The fundamental principle: relevance

All relevant evidence is admissible, unless there is some policy reason to exclude it (refer s7 of the EA). The policy reasons can be summarised by reference to s6 of the EA. The admission of evidence should:

  • recognise the importance of the rights affirmed by the New Zealand Bill of Rights Act 1990
  • promote fairness to parties and witnesses
  • protect rights of confidentiality and other important public interests
  • avoid unjustifiable expense and delay.

As explained above, relevant evidence is evidence that tends to prove or disprove an element of an offence. The extent of this tendency is known as the probative value of the evidence. The probative value of evidence must outweigh any risk that it will have an unfairly prejudicial effect on the proceeding - or needlessly prolong it (refer s8(1) of the EA).

Obligation of fairness

Every act by a public authority which is carried out under a legislative power is governed by the principles of 'natural justice'. This means that the process or approach must be fair. There is no statutory formula for fairness, but relevant matters in an investigation would include:

  • keeping an open mind during inquiries
  • not targeting a particular defendant unless evidence supports that
  • being fair in dealings with a defendant.

The obligation continues past the laying of charges to disclosure of the prosecution case (which should be full and timely).

The attitude of the investigator is important. The investigator is an employee of an authority, but more importantly an officer of the public system of justice which has the interests of the community at its heart. It is not the role of an investigator to get convictions for offences, but to establish what actually happened; and if charges are laid, to assist the court in making a correct decision. Intuition may assist in developing lines of inquiry, but personal beliefs should not close off alternative lines too early.

Improperly obtained evidence

The obligation to be fair in relation to the collection of evidence, is now legislated in s30 of the EA. A judge may exclude evidence obtained improperly or unfairly (refer s30(5)of the EA).

The judge must make a decision about whether to exclude evidence if a defendant or the judge raises the issue of it being improperly obtained.
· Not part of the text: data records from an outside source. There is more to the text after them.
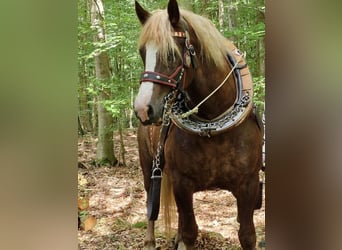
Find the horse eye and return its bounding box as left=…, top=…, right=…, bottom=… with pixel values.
left=167, top=53, right=176, bottom=63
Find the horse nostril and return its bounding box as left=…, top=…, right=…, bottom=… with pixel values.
left=147, top=105, right=153, bottom=120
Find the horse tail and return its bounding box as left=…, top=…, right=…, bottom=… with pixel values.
left=161, top=173, right=176, bottom=239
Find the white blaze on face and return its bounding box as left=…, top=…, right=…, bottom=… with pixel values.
left=134, top=43, right=157, bottom=121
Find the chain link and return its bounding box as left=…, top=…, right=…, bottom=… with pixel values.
left=169, top=92, right=251, bottom=134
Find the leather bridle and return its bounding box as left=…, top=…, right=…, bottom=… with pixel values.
left=140, top=20, right=196, bottom=89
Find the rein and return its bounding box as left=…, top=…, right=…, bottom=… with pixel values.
left=173, top=51, right=245, bottom=118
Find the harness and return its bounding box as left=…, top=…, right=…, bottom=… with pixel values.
left=140, top=19, right=253, bottom=221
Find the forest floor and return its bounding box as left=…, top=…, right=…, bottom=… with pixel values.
left=78, top=130, right=265, bottom=250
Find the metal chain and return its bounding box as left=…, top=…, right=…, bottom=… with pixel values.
left=151, top=90, right=176, bottom=179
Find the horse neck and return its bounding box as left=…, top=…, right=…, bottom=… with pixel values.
left=187, top=60, right=236, bottom=119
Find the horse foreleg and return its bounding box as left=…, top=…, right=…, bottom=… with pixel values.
left=144, top=220, right=156, bottom=250
left=174, top=182, right=198, bottom=250
left=235, top=176, right=259, bottom=250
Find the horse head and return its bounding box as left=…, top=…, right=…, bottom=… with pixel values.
left=134, top=0, right=194, bottom=125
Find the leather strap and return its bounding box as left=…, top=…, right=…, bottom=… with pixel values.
left=147, top=124, right=170, bottom=221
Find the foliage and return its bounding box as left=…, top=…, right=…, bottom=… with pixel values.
left=78, top=0, right=265, bottom=132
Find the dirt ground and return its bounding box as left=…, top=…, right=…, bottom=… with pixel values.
left=78, top=130, right=265, bottom=250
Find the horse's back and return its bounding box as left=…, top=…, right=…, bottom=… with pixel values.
left=165, top=113, right=262, bottom=191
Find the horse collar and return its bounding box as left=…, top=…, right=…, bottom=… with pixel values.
left=171, top=44, right=253, bottom=137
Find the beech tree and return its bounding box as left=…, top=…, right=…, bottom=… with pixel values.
left=91, top=0, right=117, bottom=165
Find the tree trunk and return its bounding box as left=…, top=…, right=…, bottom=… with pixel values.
left=91, top=0, right=117, bottom=165
left=78, top=60, right=92, bottom=132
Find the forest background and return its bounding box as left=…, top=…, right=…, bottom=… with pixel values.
left=78, top=0, right=265, bottom=165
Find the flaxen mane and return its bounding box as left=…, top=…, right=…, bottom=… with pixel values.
left=138, top=9, right=229, bottom=70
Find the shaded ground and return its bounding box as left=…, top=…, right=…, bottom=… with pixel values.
left=78, top=131, right=265, bottom=250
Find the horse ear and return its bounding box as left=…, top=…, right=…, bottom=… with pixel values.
left=135, top=1, right=151, bottom=25
left=167, top=0, right=180, bottom=27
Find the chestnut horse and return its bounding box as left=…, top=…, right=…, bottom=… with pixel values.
left=134, top=0, right=262, bottom=249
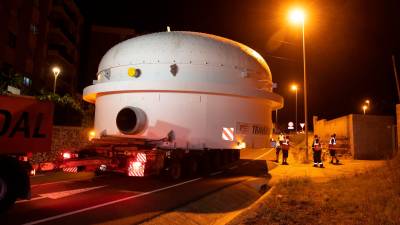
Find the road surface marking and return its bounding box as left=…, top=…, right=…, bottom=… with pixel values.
left=210, top=170, right=224, bottom=176
left=15, top=196, right=46, bottom=204
left=39, top=185, right=107, bottom=199
left=24, top=177, right=203, bottom=225
left=15, top=185, right=107, bottom=203
left=31, top=179, right=78, bottom=187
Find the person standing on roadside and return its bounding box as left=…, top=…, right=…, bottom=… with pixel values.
left=275, top=140, right=282, bottom=163
left=312, top=135, right=324, bottom=168
left=275, top=133, right=285, bottom=163
left=329, top=134, right=339, bottom=164
left=282, top=136, right=290, bottom=165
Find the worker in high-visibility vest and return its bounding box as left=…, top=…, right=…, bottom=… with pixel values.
left=275, top=137, right=282, bottom=163
left=329, top=134, right=339, bottom=164
left=275, top=133, right=285, bottom=163
left=282, top=136, right=290, bottom=165
left=312, top=135, right=324, bottom=168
The decision is made by weighing the impropriety against the "need for an effective and credible system of justice." In particular the judge may have regard to the matters set out in s30(3)(a)-(h) of the EA:

  1. the importance of any right breached by the impropriety and the seriousness of the intrusion on it
  2. the nature of the impropriety, in particular, whether it was deliberate, reckless, or done in bad faith
  3. the nature and quality of the improperly obtained evidence:
  4. the seriousness of the offence with which the defendant is charged
  5. whether there were any other investigatory techniques not involving any breach of the rights that were known to be available but were not used
  6. whether there are alternative remedies to exclusion of the evidence which can adequately provide redress to the defendant
  7. whether the impropriety was necessary to avoid apprehended physical danger to the police or others
  8. whether there was any urgency in obtaining the improperly obtained evidence

Section 30 of the EA should remind investigators that they need to consider the different lines of inquiry available, if a potential offender's rights and freedoms may be restricted by the approach taken. An example is the choice to use search warrants before attempting to interview suspects and determine their willingness to provide information, when urgent action is not critical to securing evidence which may be at the site.